When National Starch Food Innovation ( announced at last year’s IFT Food Expo its intent to build a “state-of-the-art Texture Center of Excellence” as a lab for developing and enhancing the company’s growing production in the field of starch-derived ingredients and texturants, it was hard to imagine the center would be one of the few such places to live up to its hype.

The company’s goal is to create opportunities to collaborate with processors in the exploration and optimization of textures for enhancing and improving food formulations. What the company terms a “clearly under-exploited dimension in food,” texture is more than mouthfeel, has greater impact than “crunch” and “snap.” As demonstrated by a solid two hours of lectures and cooking demos by James Beard Award-winner chef Wylie Dufresne, owner of wd-50 restaurant, New York, and his equally formidable pastry chef, Alex Stupak (hosted by National Starch’s own top talent and culinology team leader, Janet Carver), texture is an undeniable underpinning of taste and satisfaction.

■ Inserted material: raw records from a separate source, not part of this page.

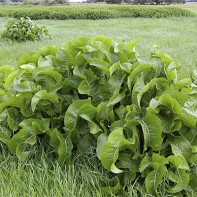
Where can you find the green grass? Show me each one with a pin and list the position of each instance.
(41, 175)
(175, 36)
(92, 12)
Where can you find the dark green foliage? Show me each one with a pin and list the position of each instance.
(91, 12)
(157, 2)
(24, 29)
(113, 1)
(95, 95)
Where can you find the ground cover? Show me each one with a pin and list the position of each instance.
(29, 178)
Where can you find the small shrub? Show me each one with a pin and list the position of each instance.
(97, 95)
(24, 29)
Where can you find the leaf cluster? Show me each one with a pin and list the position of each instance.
(95, 95)
(24, 29)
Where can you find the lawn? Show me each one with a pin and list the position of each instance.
(41, 175)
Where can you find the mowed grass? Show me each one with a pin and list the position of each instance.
(41, 175)
(175, 36)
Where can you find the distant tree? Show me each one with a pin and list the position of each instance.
(113, 1)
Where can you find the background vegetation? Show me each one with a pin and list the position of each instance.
(91, 12)
(41, 175)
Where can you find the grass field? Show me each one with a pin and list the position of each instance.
(41, 175)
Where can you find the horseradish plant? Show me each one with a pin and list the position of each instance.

Touring the just-opened, multimillion-dollar Texture Center of Excellence at National Starch’s Bridgewater, N.J., headquarters June 5 was an eye-opener as to just what a sincere desire to pioneer — and some intense funding — can do.

Within its mazelike compound of labs and meeting rooms, the center features a gleaming, ultra-modern/ultra-roomy preparation kitchen; sensory, consumer and focus-group testing stations; plus a computerized texture analysis lab still a few months shy of opening, as it waits for millions of dollars-worth of custom-designed, custom-built computerized analytic equipment to arrive from the U.K.

According to National Starch, the center “also aims to…address the growing demand for a range of clean-label products, which primarily consist of natural and organic ingredients.”

Specialty starches, one of the most flexible groups of functional ingredients used in foods today, can provide texture properties in nearly all food systems, ranging from low- to high-moisture foods. Researchers in National’s Texture Center will delve into the understanding of nearly every starch raw material currently available.

“The Texture Center will also support National’s leadership positions in clean label/organic texturizers (Novation functional and organic starches and Homecraft flours) and functional fibers and whole grain flours (Hi-maize 5-in-1 Fiber, Nutriose soluble fiber and Hi-maize whole grain),” said Joseph Light, senior director, Customer Solutions and Product Innovation. “Clean label, fiber enrichment and whole grain are three of the fastest-growing trends in the food industry. We anticipate using our prototyping, consumer testing and pilot plant capabilities to help our customers create, scale up and introduce successful new products at a much faster pace to capitalize on these growing markets.”